En protestantisme, l’unité pose problème et provoque rapidement une levée de boucliers – « touche pas à ma différence ». « L’unité oui, mais dans la diversité ». On agite à l’envi l’épouvantail de l’uniformité, comme si un protestant qui se respecte pouvait vraiment tomber dans ce panneau de l’uniformité…(Anduze, petite ville de 3500 habitants en Cévennes comptait il n’y a pas si longtemps 7 cultes protestants différents)
Cette vision de l’homme en relation d’interdépendance avec les autres n’est pas seulement une manière de promouvoir une solidarité d’entraide : il ne s’agit pas seulement de nous relier les uns aux autres, mais aussi de donner à chacun une place spécifique.
En écrivant que Dieu a placé chacun des membres dans le corps comme il l’a voulu, Paul nous rend attentif au fait que Dieu n’en finit pas de créer le monde , donnant à chacun une place spécifique et un sens à son existence.
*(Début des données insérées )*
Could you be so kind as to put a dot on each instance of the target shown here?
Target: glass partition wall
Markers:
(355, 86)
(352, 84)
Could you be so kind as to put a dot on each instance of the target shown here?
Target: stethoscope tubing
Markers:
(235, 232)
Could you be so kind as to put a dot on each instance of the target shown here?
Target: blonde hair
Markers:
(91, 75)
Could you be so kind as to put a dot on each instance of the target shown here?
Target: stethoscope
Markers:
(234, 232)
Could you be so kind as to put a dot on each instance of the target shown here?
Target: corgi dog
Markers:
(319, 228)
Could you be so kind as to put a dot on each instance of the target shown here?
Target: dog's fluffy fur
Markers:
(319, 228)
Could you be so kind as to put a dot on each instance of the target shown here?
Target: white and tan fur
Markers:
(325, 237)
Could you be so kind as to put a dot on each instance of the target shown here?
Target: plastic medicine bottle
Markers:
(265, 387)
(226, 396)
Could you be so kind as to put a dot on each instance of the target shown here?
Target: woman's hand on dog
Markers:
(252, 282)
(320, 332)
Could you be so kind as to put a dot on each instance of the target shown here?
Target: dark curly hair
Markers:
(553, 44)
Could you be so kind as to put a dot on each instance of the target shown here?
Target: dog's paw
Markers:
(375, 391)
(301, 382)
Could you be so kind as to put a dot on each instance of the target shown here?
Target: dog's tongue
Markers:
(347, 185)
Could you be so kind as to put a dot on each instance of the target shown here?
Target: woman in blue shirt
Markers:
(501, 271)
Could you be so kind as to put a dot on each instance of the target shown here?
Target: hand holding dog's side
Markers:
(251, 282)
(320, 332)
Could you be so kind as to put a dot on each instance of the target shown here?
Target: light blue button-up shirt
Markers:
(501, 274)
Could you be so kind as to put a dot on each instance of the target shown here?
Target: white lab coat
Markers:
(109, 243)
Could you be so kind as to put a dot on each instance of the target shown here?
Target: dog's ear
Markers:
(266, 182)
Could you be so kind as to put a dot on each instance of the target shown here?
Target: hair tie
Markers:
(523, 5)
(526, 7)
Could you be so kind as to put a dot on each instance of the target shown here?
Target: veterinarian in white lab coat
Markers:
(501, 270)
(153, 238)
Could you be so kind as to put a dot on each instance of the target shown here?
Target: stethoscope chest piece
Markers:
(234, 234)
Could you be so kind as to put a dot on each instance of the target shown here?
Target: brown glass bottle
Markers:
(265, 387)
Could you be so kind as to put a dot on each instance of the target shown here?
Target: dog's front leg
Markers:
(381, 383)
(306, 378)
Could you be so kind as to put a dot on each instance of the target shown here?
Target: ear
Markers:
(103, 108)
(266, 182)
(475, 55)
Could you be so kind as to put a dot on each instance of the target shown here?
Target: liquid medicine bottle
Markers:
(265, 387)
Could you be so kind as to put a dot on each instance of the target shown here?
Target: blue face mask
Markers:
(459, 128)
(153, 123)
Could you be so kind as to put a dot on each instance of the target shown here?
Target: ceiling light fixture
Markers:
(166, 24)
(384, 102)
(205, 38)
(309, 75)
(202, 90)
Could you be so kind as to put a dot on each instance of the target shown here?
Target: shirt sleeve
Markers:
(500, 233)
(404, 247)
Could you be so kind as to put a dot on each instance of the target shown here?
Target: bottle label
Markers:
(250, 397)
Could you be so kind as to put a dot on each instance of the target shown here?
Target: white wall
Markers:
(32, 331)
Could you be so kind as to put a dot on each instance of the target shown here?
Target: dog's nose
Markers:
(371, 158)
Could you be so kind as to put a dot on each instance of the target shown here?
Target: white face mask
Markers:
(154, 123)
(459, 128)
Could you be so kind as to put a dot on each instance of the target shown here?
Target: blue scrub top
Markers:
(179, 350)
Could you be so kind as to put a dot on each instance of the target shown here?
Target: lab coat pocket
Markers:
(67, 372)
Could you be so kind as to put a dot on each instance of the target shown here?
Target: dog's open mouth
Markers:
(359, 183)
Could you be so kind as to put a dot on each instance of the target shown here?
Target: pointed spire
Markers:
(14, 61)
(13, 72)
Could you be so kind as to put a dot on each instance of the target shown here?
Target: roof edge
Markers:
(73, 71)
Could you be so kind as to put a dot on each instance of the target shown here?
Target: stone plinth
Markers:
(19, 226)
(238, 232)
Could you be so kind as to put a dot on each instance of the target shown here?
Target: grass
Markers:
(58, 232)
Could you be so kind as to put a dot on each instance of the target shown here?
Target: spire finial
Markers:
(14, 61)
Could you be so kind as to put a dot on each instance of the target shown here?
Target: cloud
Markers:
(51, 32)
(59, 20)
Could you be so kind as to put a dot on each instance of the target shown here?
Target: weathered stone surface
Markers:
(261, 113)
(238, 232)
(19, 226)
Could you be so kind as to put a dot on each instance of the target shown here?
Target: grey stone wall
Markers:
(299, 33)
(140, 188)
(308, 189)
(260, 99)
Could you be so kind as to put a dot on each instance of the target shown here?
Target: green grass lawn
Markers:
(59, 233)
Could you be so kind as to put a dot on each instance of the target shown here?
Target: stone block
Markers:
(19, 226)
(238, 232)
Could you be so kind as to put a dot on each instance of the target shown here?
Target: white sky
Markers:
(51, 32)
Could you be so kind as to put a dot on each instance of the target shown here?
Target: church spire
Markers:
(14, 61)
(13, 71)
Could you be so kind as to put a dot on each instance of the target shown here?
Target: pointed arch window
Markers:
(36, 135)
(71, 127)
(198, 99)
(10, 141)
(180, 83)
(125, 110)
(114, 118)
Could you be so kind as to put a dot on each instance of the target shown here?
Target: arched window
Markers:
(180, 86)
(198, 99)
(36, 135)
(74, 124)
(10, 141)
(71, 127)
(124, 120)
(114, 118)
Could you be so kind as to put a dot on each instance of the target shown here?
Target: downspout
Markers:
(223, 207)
Il s’agit du grand thème de la vocation personnelle, cet appel par lequel Dieu nous invite à faire quelque chose de notre condition, de nos talents, de nos capacités propres.
Oui, l’humanité est une foule bigarrée dont nous sommes le visage, ce matin encore, tous différents les uns des autres, non seulement du fait de notre couleur de peau, de notre taille, de nos capacités physiques, mais aussi de nos intérêts, de nos talents, de nos fonctions.
Non, certainement, Dieu n’attend pas de nous que nous ne soyons qu’un grand cerveau bien fait. Nous le prierons lors de la bénédiction, Il nous espère avec des oreilles et des yeux ouverts sur le monde, avec des mains tendues vers notre prochain, avec des pieds et des jambes disponibles pour aller à la rencontre des autres, avec un cœur gros comme ça pour être assez endurant, avec des nerfs assez vifs pour être sensibles aux difficultés à vivre des autres.
C’est parce que nous vu combien l’unité est difficile à approcher (500 ans pour arriver à l’Eglise Unie Luthéro-Réformée…) que nous sommes des artisans de rassemblement et d’oecuménisme. C’est parce que nous assumons cette pluralité voulue par Dieu que nous sommes effectivement le corps du Christ.